俺の文学ザ・人間賛歌

 背後でニワトリが鳴いた瞬間、朝日がのぼった。
 俺は着の身着のままパジャマのまま家を出た。鍵をかけた瞬間、もう枕を小脇に抱えて走り出していた。なぜなら俺は朝に強いっていうよりやっぱボクサーだから。俺が考えるボクサーの三大義務とはたった一つ、いつでも減量に励むこと。
 道路の白いラインの家側を走ることで、かなり安心して減量に励むことができていると感じ入ることができている俺を、犬が抜かしてった。しかし俺は、慌てない、目くじら立てない、マジにならない(アメマの約束。これを守ってさえいれば、前立腺が冒されようとも地球一周できるという)で、その肛門を凝視する。肛門を凝視することで対抗する。
 立ちはだかる困難を凝視しろ、立ち向かえ人間ども。よくおじさんが言っていたっけ。公園の駐車場に乗り付けた知らない、あの左翼のおじさん。左翼のおじさんが言っていて、感動したっけ。
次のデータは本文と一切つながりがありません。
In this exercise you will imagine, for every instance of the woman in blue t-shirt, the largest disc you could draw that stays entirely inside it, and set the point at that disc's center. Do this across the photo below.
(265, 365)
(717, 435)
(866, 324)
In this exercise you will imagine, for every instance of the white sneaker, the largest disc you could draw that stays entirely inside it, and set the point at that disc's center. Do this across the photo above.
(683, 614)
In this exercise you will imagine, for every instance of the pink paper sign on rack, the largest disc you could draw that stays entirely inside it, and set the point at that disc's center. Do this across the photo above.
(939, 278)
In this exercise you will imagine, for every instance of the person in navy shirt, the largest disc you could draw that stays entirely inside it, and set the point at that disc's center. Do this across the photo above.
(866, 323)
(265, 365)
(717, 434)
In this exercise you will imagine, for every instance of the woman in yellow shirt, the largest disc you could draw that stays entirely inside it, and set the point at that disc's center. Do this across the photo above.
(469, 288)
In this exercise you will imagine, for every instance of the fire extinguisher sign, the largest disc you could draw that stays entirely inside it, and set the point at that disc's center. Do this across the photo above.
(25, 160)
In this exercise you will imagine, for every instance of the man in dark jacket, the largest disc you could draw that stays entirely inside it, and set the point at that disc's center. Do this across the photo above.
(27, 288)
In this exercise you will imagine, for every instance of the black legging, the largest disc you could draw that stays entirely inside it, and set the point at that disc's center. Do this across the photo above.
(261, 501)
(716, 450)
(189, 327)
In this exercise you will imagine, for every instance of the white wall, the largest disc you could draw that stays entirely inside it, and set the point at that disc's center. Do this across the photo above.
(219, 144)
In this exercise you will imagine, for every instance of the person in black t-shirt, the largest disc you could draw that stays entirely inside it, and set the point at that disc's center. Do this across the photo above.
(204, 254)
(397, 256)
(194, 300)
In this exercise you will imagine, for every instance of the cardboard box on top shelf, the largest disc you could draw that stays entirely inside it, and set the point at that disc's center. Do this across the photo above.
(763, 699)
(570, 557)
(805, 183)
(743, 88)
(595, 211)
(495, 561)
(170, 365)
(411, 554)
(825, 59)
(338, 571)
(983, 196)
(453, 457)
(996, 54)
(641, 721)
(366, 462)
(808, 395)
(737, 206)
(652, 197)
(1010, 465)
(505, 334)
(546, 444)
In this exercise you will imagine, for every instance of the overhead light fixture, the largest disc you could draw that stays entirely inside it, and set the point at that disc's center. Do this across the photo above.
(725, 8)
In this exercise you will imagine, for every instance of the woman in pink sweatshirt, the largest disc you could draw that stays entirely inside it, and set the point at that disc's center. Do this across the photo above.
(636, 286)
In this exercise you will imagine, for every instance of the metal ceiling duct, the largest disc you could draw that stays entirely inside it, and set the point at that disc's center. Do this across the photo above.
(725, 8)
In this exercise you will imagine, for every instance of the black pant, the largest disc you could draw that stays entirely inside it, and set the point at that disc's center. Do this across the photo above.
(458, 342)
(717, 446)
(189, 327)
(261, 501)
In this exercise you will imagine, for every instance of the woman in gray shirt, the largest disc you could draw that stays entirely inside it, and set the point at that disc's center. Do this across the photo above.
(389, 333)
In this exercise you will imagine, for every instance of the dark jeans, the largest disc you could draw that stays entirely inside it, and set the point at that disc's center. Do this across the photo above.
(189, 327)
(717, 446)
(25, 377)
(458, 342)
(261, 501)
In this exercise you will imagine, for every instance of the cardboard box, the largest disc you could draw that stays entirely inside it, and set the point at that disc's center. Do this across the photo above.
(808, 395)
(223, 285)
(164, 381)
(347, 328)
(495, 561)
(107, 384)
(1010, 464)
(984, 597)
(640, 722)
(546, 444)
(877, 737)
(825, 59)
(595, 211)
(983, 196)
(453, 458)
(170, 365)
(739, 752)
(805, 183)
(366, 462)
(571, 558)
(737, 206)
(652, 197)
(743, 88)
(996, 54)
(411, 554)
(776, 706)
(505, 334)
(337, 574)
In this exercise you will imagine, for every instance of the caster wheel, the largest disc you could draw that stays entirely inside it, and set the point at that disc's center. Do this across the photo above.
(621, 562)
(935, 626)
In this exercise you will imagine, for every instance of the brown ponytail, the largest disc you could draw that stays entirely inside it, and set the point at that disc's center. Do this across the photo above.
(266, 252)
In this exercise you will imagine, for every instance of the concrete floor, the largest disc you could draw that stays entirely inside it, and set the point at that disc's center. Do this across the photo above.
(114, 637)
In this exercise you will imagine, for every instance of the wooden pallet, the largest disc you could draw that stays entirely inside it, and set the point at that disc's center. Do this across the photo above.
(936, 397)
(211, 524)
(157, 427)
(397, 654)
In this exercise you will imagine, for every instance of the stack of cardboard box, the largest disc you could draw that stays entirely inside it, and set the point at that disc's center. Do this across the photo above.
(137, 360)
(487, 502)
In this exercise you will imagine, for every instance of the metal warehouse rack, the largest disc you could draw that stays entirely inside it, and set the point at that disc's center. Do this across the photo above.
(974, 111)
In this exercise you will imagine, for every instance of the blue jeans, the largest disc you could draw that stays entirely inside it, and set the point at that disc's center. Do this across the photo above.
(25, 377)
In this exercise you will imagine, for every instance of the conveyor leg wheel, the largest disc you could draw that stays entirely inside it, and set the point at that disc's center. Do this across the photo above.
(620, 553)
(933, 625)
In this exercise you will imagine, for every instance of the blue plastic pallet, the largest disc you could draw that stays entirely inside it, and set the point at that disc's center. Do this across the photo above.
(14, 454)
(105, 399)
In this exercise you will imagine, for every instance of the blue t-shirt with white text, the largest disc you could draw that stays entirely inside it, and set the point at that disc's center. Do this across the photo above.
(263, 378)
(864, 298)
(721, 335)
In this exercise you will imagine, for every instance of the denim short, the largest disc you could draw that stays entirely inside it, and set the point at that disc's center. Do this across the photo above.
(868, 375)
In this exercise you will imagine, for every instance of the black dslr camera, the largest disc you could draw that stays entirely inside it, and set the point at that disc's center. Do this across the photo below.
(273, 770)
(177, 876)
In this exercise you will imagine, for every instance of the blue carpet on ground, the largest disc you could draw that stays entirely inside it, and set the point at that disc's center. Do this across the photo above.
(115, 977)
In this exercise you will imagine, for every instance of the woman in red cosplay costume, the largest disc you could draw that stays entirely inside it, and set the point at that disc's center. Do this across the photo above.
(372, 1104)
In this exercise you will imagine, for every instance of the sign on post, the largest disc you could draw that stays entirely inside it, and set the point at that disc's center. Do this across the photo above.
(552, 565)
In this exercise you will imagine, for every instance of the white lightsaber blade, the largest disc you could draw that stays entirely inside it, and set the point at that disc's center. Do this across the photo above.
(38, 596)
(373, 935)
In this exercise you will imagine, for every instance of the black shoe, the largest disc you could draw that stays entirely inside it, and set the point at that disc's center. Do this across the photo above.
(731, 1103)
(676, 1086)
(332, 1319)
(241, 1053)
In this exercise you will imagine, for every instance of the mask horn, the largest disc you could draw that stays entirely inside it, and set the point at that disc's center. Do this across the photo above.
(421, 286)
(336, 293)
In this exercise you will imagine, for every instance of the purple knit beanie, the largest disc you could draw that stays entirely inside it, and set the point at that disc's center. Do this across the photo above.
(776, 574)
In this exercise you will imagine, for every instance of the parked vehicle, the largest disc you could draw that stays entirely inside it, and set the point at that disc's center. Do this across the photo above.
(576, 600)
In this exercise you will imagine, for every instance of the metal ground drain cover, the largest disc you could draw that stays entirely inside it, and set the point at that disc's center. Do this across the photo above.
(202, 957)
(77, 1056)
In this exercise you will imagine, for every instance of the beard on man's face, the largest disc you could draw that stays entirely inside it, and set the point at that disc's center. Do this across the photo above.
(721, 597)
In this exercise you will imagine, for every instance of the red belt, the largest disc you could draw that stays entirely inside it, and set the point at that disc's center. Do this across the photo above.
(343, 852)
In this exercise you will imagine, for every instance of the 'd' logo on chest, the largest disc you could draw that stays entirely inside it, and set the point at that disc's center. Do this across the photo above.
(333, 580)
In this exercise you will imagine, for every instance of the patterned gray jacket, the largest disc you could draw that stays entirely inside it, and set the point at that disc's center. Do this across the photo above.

 犬の肛門はしっとりと、上品な洋菓子のように少し濡れていた。俺は自分の喩えに食欲を感じ(ボクサーの性)、犬に遅れないようにスピードをあげた(ボクサーの意地)。スピードを上げれば上げるほど、体重が減りゆき、遠くまで道ゆき、ボクサーとして完全体になりゆくという。
 犬を安定して追いかけられる状態にまで自分をゾーン(いわゆる一つの無敵状態。タイガーウッズがセックス中毒と両立させることで世間にも広く知られることとなった)に入れ込んできたところで、
「三大義務って言ってるのにたった一つだとあと二つ足りないけど、どゆこと!?」
 と自分にツッコミを入れた。俺のツッコミはよく長いといわれるが、今日はうまくまとまった方だ。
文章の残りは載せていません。